Bacteria are single-celled organisms which are visible to the eye only under a microscope (Figure 1), hence are known as microbial creatures. Lacking specialized internal structures and (obvious) social interactions, we consider them to be dwellers of a simple and boring life as compared to multi-cellular forms of life. Bacteria consume nutrients to grow, essentially “cut themselves in the middle” at a certain size to divide, and thus reproduce. It looks as if the greatest feat a single bacterium can achieve is to become two, and we tend to think that they primarily live as individuals who are seemingly devoid of any social traits or any kind of sophisticated behavior whatsoever.

Figure 1: Bacteria under an electron microscope. Scale bar (red) is one micron, which is one thousandth of a millimeter. Orange arrow shows a bacterium that is about to divide (figure modified from Wikipedia).

We know that bacteria can make us unwell at times (causing diseases such as cholera, tuberculosis, pneumonia, leprosy, diphtheria, tetanus, ulcers, etc.), but they usually are considered rather exotic living entities either living in the sewer or somewhere in the thermal vents of the ocean – hence being envisioned as distant organisms. To most, they are the simplest life forms which are merely trying to make ends meet, struggling to survive and having little, if any, effect on the rest of life on earth.
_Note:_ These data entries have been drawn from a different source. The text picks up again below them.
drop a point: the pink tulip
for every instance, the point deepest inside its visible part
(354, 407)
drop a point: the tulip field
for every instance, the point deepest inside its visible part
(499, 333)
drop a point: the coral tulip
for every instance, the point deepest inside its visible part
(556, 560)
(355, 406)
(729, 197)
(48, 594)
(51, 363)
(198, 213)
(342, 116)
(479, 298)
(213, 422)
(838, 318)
All these are blatant misconceptions. Globally, 30% of the yearly oxygen on earth is produced by a certain “breed” of bacteria (footnote 1a). There are 1,000 different species of bacteria in and on a single human body, resulting in 10 times more bacterial cells than human cells (footnote 2). Correspondingly, there are a total of 1,000 times more bacterial genes in our body (footnote 3). Nevertheless, these bodily bacteria are not necessarily parasites, but are mostly beneficial. Primarily, they inhabit our digestive track and help us digest food that would otherwise go non-utilized, or produce various vitamins that we are unable to make ourselves (reference 1). The type and relative abundance of such intestinal bacteria is known to be linked to obesity (Figure 2). Last but not least, bacteria help our immune system to mature, thus helping us in being protected against their harmful kin (reference 4). Bacteria are not always random drifters: some can swim towards a food source (footnote 1b), while others (footnote 1c) can navigate their way towards the bottom of the ocean by sensing earth’s magnetic field (reference 5), where they can live better for they do not survive in atmospheric oxygen levels.
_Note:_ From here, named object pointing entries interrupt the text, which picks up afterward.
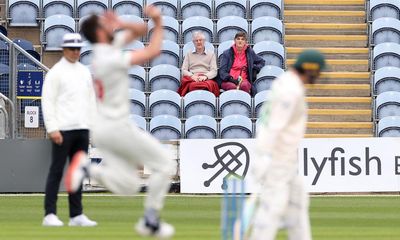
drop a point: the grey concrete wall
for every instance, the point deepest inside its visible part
(24, 165)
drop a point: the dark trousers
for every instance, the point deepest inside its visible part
(73, 141)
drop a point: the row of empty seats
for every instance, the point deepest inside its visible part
(200, 102)
(166, 127)
(261, 29)
(28, 12)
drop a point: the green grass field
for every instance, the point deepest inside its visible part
(196, 218)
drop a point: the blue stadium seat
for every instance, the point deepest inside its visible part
(267, 29)
(51, 7)
(201, 127)
(55, 27)
(164, 76)
(139, 121)
(197, 24)
(235, 102)
(387, 104)
(138, 102)
(224, 8)
(386, 55)
(200, 102)
(170, 26)
(189, 47)
(387, 79)
(389, 127)
(259, 100)
(88, 7)
(166, 127)
(165, 102)
(137, 78)
(167, 7)
(227, 27)
(23, 12)
(192, 8)
(272, 52)
(236, 126)
(169, 54)
(384, 8)
(86, 54)
(385, 30)
(266, 76)
(261, 8)
(127, 7)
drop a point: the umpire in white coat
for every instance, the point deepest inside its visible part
(68, 102)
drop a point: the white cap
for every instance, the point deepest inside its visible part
(72, 40)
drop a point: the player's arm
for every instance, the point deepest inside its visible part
(154, 47)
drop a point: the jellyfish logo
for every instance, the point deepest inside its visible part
(233, 159)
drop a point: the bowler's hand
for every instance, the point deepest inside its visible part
(56, 137)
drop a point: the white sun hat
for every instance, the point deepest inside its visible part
(72, 40)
Figure 2: Mammalian intestine bacteria come primarily in two groups: Type B (footnote 1d) and Type F (footnote 1e). Recent studies (reference 2) indicate that the obese mouse (left), compared to its normal cousin (right), which has been fed an identical diet, has fewer Type B and more Type F bacteria. Similar patterns can be observed in humans: Type B bacteria increase (while Type F decrease) in obese individuals as they lose weight. The bacterial species that inhabit our body at birth may have significant consequences on our metabolism later in life, and can be the culprit, at least partially, behind various disorders, ranging from overeating to diabetes (figure adapted from reference 3).

In this article, I will try to further convince you that bacteria are more than “bags of enzymes” by elaborating on a mechanism that enables bacteria to carry out a “population census.” As we will see, this simplest social interaction helps an oceanic squid camouflage itself to hide from predators, as well as enabling pathogenic bacteria to evade the immune system before getting numerous enough to wage an effective war against the host.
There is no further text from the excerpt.